Wykresy temperatury pieca w załączniku.

Wiem, że zawór 4D+pompa sterowane pokojówką mogą tu sporo mieszać, ale od kotła oczekuję żeby nawet przy maksymalnym otwarciu w rozsądnym tempie nagrzewał siebie i kaloryfery. Na dworze jest 7 stopni.
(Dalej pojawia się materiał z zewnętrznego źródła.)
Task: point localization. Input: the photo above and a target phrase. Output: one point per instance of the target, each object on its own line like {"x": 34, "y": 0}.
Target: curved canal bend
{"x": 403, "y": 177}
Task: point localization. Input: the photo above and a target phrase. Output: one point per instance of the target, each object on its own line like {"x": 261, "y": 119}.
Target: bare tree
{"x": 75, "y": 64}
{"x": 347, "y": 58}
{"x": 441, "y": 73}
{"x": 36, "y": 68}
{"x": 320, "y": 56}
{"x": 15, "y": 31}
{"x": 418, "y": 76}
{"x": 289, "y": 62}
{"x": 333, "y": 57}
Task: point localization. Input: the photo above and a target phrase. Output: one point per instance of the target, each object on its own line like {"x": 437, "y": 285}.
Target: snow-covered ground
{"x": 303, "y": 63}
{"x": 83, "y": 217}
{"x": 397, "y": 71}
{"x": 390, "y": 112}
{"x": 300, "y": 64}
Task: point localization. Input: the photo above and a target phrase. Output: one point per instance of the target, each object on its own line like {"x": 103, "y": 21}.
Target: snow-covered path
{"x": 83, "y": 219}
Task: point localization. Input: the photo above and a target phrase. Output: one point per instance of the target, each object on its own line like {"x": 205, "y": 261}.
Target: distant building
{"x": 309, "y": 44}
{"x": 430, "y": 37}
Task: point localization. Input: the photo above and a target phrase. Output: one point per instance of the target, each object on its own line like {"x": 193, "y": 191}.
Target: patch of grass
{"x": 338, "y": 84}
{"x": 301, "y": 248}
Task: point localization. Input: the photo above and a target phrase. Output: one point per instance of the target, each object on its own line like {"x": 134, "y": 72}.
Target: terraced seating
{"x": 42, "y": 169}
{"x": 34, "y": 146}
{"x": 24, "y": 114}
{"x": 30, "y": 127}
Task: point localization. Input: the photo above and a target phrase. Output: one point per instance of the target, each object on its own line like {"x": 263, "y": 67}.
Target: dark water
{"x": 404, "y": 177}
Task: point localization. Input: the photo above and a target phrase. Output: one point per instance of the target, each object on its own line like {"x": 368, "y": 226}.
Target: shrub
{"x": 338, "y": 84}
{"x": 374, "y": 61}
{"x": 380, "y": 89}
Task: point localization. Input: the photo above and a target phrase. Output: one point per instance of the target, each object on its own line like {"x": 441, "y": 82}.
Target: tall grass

W domu trzyma 24, ale piec wariuje jakby nie umiał dać rady.


A ten spadek temperatury nie ma związku z zapotrzebowaniem na CWU.
Link do komentarza
Cytat

A ten spadek temperatury nie ma związku z zapotrzebowaniem na CWU.



Piec nie przygotowuje CWU, ogrzewa tylko dom.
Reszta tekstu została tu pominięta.